2.1 The Mapping Problem
Cache holds a few thousand lines (blocks); main memory holds millions. Mapping answers: where may a given memory block live in the cache, and how do we recognise it there? Every scheme splits the physical address into fields — mastering that split solves 90% of cache numericals.
Running example: 64 KB byte-addressable main memory (16-bit addresses), 2 KB cache, 16-byte blocks. Cache lines = 2048 / 16 = 128 lines. Offset bits = log₂16 = 4.
2.2 Direct Mapping
Each memory block can live in exactly one line: line = (block number) mod 128.

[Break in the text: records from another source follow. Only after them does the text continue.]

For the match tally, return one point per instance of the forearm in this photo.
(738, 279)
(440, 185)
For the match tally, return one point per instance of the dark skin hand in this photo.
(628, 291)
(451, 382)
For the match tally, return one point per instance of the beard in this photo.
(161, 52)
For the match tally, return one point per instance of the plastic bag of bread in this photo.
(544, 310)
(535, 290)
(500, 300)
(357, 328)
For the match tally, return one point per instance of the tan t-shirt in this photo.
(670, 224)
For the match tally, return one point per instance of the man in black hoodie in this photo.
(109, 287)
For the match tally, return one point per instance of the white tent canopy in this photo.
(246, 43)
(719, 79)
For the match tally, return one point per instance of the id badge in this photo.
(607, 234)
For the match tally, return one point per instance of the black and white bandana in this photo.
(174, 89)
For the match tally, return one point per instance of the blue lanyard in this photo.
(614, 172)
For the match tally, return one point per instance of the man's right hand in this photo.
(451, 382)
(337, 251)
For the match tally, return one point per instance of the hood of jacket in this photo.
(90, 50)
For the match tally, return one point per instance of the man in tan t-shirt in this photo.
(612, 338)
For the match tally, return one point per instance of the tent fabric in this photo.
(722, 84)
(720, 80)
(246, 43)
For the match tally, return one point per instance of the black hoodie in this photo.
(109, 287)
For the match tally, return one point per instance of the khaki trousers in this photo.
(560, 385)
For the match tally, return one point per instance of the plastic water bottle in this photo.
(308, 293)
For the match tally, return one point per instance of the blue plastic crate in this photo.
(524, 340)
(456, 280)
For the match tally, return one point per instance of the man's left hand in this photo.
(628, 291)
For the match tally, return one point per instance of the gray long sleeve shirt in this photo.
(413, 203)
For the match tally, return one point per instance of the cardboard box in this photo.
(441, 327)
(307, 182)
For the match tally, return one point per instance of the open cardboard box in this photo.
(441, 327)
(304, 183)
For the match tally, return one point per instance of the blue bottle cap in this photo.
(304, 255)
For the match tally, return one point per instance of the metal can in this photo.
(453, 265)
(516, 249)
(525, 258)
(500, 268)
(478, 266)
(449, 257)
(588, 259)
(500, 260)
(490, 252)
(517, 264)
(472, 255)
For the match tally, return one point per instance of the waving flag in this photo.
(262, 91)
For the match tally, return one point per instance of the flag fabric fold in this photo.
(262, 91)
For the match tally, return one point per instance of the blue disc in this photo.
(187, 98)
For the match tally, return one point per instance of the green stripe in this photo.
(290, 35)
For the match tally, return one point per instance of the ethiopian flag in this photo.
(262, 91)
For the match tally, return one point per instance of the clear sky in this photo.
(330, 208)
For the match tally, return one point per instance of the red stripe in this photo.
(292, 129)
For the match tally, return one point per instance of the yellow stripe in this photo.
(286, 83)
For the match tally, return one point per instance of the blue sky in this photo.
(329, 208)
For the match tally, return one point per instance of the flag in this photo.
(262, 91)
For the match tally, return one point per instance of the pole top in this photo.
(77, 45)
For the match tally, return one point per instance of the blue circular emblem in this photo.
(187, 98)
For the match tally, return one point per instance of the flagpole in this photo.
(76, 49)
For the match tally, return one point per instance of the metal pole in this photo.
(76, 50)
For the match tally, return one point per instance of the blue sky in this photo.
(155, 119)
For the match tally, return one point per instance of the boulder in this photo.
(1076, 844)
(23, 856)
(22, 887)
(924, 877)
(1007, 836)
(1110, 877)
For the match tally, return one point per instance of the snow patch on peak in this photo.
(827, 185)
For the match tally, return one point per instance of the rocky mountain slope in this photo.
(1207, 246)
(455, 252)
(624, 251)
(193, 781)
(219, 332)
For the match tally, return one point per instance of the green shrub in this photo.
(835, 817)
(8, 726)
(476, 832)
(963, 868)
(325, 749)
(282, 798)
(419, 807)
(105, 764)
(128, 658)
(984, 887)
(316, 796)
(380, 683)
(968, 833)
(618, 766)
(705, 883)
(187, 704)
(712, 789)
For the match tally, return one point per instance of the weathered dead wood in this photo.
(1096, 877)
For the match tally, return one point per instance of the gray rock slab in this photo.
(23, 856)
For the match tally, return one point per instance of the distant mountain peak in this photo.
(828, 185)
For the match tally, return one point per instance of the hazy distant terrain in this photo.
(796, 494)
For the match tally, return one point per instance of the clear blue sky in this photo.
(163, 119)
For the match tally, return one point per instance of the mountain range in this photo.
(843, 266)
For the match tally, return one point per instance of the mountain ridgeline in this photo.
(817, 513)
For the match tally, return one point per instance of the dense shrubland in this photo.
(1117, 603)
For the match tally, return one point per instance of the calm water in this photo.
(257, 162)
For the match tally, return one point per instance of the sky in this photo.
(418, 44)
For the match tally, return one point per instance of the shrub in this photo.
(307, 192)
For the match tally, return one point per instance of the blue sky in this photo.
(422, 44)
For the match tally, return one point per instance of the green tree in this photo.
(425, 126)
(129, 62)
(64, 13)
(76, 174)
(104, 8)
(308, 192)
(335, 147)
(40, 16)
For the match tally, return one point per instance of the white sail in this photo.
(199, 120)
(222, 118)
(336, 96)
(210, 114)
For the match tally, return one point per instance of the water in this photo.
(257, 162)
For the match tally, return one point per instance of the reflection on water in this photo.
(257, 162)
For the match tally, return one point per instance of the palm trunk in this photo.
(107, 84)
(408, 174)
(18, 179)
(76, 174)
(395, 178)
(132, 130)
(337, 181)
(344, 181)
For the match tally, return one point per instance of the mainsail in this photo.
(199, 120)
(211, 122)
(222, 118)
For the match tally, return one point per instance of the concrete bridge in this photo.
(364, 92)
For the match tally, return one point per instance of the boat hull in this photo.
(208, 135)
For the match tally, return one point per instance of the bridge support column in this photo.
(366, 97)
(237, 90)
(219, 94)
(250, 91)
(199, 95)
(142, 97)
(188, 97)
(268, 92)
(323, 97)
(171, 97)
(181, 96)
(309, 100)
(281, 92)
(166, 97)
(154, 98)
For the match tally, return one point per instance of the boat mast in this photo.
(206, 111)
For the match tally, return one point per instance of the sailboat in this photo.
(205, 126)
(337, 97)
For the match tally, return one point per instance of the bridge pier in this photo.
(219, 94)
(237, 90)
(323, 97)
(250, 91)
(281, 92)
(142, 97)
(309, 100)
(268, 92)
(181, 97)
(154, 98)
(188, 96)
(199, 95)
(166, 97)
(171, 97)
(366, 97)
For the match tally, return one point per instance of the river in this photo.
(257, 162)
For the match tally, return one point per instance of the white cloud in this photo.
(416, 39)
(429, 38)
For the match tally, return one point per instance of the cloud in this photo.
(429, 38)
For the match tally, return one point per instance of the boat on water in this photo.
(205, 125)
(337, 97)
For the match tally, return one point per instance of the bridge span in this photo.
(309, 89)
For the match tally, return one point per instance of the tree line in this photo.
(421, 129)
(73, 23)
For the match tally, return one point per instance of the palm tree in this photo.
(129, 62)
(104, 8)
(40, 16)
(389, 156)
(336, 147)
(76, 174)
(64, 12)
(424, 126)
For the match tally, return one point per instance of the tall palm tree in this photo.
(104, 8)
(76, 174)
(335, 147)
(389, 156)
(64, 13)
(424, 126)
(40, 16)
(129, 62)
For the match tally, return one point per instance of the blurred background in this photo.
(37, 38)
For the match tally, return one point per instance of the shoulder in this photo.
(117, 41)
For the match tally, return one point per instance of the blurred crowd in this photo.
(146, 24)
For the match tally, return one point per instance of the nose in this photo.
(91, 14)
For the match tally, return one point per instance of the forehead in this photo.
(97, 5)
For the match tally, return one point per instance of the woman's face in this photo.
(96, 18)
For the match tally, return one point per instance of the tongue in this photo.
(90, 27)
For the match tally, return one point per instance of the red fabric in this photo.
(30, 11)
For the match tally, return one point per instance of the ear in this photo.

Address (16 bits) = | TAG 5 | INDEX (line) 7 | OFFSET 4 |
index bits = log2(128) = 7, tag = 16 - 7 - 4 = 5
Address 0x2A47 = 0010 1010 0100 0111
TAG = 00101 (0x05)
INDEX = 010 0100 (line 36)
OFFSET = 0111 (byte 7 within the block)
Lookup: go straight to line 36, compare its stored tag with 00101; equal → hit, else → miss and refill. Why it's cheap: one comparator, no search. Why it hurts: two hot blocks with the same index (e.g., addresses 0x2A47 and 0x0A47) evict each other forever — conflict misses even when the cache is mostly empty.
2.3 Fully Associative Mapping
A block may live in any line: address = | TAG 12 | OFFSET 4 |. Lookup compares the tag against all 128 lines simultaneously, needing content-addressable memory (one comparator per line). Zero conflict misses, maximal hardware cost — practical only for tiny structures (e.g., TLBs).
2.4 Set-Associative Mapping (the Compromise)
Group lines into sets; a block maps to exactly one set but may occupy any of the k lines within it (k-way). For 2-way: sets = 128 / 2 = 64 → set bits = 6.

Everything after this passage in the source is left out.